This question is a small part of a bigger problem I am working on. Let $h(p)$ be the binary entropy function. That is, for $p \in (0,1)$ $$h(p) = -p\log_2(p) - (1-p)\log_2(1-p)$$
Define the convolution of $p$ and $q$ $\quad 0\leq p,q\leq 1$ as $$p*q = p(1-q) + q(1-p)$$
Now consider the function $f:[0,1/2)\to\mathbb{R}$ $$f(x) = \frac{h(p*x) - h(x)}{1-h(x)}$$
I need to show its minimum value is $4p(1-p)$. When I tried the usual differentiation method, I was unable to isolate the variables.

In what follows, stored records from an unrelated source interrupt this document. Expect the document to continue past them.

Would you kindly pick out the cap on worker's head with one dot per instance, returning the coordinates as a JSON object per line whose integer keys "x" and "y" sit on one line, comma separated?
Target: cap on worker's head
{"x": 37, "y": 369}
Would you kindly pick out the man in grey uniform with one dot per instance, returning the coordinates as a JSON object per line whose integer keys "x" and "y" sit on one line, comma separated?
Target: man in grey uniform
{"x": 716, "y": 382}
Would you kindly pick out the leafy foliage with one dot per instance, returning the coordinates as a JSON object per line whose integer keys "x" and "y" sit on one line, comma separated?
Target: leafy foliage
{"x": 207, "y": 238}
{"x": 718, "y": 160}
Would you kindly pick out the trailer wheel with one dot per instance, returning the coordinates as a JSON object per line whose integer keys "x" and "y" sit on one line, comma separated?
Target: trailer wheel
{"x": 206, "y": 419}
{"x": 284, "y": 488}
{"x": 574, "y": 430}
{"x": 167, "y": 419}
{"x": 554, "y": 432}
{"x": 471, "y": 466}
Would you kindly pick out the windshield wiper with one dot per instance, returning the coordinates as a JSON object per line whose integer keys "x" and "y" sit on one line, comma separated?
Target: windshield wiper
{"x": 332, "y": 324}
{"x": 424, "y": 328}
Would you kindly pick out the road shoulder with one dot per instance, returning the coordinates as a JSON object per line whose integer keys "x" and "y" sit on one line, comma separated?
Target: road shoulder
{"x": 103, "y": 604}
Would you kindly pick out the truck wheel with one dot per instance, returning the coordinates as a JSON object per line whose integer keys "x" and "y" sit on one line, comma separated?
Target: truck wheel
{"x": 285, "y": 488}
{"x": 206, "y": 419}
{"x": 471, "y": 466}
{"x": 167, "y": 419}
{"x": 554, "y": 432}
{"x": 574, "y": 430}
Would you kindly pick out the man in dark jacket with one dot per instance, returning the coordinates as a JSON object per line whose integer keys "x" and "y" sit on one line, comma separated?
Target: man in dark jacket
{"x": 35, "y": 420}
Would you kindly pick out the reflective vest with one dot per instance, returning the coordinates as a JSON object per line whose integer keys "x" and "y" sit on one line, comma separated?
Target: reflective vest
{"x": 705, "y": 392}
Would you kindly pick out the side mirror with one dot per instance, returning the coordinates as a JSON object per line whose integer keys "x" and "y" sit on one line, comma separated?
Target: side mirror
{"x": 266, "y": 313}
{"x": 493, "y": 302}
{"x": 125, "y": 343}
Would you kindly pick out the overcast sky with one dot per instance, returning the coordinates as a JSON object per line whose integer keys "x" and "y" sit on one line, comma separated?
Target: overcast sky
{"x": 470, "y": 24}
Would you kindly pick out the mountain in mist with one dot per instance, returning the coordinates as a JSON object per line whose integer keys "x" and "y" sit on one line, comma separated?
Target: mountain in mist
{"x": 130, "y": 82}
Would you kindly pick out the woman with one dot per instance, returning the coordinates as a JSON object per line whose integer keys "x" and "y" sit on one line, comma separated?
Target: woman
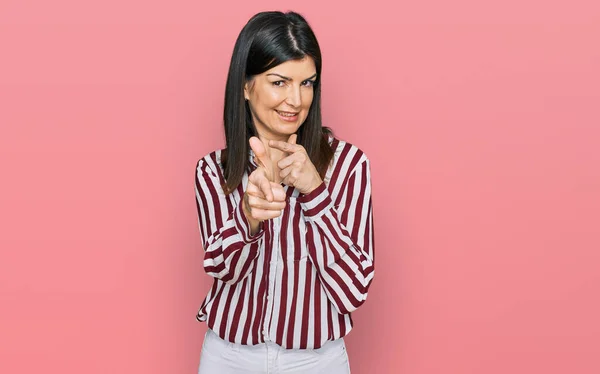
{"x": 284, "y": 213}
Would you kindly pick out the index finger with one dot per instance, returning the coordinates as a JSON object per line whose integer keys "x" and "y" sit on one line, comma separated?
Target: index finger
{"x": 284, "y": 146}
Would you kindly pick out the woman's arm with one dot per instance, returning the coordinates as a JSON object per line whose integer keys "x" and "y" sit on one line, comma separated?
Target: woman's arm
{"x": 340, "y": 238}
{"x": 230, "y": 249}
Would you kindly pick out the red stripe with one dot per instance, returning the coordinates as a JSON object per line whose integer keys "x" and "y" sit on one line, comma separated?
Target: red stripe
{"x": 306, "y": 307}
{"x": 238, "y": 311}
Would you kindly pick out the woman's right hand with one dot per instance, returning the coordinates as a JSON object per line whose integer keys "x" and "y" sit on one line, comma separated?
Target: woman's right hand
{"x": 263, "y": 199}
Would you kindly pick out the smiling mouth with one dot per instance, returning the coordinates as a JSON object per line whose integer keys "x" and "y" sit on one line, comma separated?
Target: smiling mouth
{"x": 287, "y": 114}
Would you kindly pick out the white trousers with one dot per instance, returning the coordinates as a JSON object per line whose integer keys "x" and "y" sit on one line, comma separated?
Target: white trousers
{"x": 223, "y": 357}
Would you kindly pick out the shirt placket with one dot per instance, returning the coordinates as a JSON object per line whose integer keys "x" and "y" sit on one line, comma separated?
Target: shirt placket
{"x": 272, "y": 273}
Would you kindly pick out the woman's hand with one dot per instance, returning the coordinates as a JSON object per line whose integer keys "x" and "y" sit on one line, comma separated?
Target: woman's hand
{"x": 263, "y": 199}
{"x": 297, "y": 169}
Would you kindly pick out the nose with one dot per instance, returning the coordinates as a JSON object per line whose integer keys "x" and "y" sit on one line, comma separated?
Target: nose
{"x": 294, "y": 97}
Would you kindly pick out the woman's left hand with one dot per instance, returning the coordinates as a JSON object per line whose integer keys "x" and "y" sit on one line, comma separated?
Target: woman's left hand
{"x": 296, "y": 169}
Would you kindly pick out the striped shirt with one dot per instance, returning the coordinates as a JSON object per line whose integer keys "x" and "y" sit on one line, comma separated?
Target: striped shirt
{"x": 296, "y": 281}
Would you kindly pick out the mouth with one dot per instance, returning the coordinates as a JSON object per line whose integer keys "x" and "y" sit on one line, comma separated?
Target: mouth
{"x": 287, "y": 116}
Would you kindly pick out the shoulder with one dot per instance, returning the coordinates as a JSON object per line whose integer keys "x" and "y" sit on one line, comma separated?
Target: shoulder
{"x": 210, "y": 163}
{"x": 347, "y": 153}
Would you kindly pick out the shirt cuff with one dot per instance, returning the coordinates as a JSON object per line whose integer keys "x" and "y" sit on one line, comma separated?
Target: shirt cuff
{"x": 317, "y": 202}
{"x": 243, "y": 226}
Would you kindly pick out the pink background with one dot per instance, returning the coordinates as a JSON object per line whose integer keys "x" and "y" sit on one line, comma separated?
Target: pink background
{"x": 481, "y": 120}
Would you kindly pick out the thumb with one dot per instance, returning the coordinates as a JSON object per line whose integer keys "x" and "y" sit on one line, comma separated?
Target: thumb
{"x": 292, "y": 139}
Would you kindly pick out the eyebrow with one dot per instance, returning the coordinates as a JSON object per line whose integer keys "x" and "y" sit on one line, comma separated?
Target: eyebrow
{"x": 289, "y": 79}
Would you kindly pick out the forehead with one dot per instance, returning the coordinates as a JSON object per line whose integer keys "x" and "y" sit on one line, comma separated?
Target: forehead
{"x": 295, "y": 69}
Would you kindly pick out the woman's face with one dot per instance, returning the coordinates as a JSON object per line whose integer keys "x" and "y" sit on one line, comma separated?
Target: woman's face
{"x": 280, "y": 98}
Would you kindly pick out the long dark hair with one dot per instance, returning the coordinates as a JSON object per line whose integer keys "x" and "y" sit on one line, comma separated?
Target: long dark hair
{"x": 267, "y": 40}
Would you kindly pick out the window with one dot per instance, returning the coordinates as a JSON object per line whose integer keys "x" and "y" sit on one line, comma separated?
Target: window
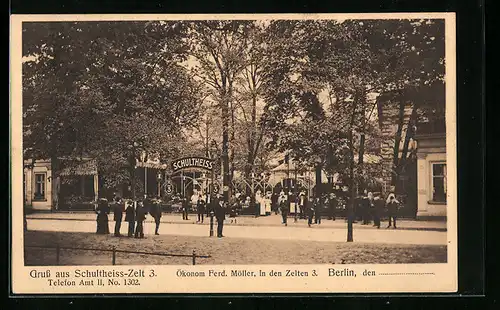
{"x": 39, "y": 186}
{"x": 439, "y": 182}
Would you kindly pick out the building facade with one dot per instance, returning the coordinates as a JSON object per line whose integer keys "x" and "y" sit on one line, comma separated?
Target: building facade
{"x": 431, "y": 173}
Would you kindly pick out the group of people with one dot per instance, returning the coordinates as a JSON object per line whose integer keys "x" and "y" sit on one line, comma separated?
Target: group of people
{"x": 201, "y": 209}
{"x": 135, "y": 215}
{"x": 369, "y": 207}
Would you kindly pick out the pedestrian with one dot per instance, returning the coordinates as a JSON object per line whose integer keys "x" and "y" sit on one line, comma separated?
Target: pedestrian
{"x": 392, "y": 209}
{"x": 317, "y": 210}
{"x": 377, "y": 210}
{"x": 140, "y": 217}
{"x": 200, "y": 208}
{"x": 156, "y": 213}
{"x": 309, "y": 206}
{"x": 220, "y": 214}
{"x": 185, "y": 208}
{"x": 332, "y": 205}
{"x": 102, "y": 211}
{"x": 284, "y": 208}
{"x": 118, "y": 209}
{"x": 130, "y": 218}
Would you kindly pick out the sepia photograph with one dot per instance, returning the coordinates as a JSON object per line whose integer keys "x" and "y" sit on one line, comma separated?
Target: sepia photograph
{"x": 183, "y": 142}
{"x": 234, "y": 153}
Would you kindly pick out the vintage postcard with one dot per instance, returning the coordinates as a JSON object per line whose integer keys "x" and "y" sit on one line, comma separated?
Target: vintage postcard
{"x": 282, "y": 153}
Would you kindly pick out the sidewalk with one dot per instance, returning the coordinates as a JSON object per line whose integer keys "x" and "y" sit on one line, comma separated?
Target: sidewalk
{"x": 267, "y": 221}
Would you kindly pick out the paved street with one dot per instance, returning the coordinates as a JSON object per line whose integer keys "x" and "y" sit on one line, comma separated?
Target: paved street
{"x": 294, "y": 231}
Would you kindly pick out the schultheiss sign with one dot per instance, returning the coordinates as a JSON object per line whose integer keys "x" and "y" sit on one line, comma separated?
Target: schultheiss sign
{"x": 192, "y": 162}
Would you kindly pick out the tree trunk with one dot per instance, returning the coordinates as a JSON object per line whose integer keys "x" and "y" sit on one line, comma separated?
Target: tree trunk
{"x": 352, "y": 190}
{"x": 397, "y": 141}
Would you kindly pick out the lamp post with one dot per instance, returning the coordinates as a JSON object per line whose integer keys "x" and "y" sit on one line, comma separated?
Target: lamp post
{"x": 158, "y": 178}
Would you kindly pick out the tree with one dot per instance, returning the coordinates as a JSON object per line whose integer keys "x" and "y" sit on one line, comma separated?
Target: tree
{"x": 108, "y": 90}
{"x": 218, "y": 48}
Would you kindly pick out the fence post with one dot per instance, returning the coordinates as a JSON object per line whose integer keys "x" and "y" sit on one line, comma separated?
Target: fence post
{"x": 58, "y": 250}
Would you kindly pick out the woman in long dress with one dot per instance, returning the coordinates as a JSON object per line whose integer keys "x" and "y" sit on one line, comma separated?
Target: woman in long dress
{"x": 102, "y": 211}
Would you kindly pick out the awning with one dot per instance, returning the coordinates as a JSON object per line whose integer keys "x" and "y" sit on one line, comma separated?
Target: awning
{"x": 87, "y": 167}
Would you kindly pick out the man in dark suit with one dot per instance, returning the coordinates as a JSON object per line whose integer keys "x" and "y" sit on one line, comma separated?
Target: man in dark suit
{"x": 220, "y": 214}
{"x": 185, "y": 209}
{"x": 118, "y": 215}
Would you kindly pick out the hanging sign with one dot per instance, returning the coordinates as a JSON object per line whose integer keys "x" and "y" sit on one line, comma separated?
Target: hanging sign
{"x": 192, "y": 162}
{"x": 169, "y": 189}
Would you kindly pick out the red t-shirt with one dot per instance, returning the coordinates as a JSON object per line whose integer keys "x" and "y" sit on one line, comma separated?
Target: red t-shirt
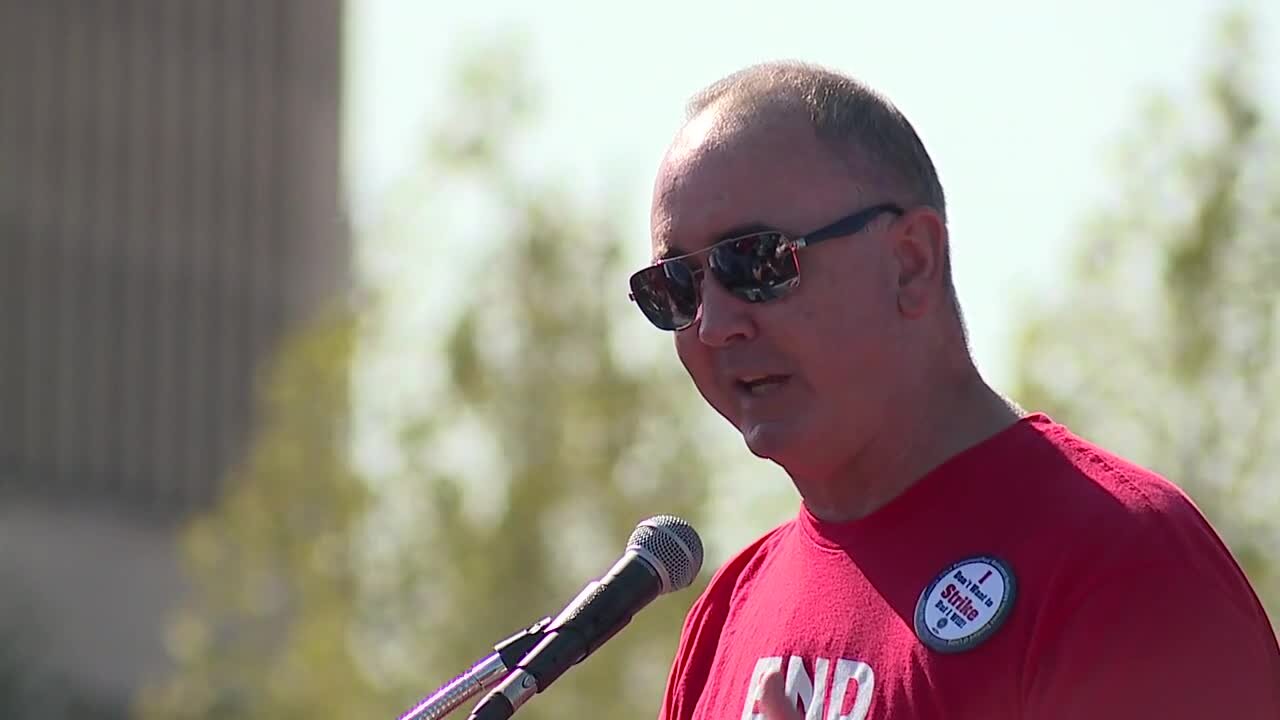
{"x": 1032, "y": 577}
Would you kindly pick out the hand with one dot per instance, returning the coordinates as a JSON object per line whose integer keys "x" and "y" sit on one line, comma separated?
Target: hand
{"x": 773, "y": 698}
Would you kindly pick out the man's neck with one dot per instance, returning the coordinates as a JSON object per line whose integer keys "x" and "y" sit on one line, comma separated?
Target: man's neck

Hence I am looking for an alternate method. Here are some observations that may prove useful:
- $h(p*x)$ is a monotone increasing function for $x \in [0,1/2)$. It varies from $h(p)$ to $1$.
- $h(x)$ is symmetric about $x=1/2$, is a concave function and achieves its maxima at $x=1/2$ where it equals $1$.
- $*$ is commutative and associative. Also, $1-p*x = (1-p)*x$
- $4p(1-p) = 2(p*p)$
Let me know your thoughts on approaching this. If you need more information, let me know in comments. Thanks.
Edit: Bonus: If we/I are able to resolve this, I will include the main problem as part of my answer.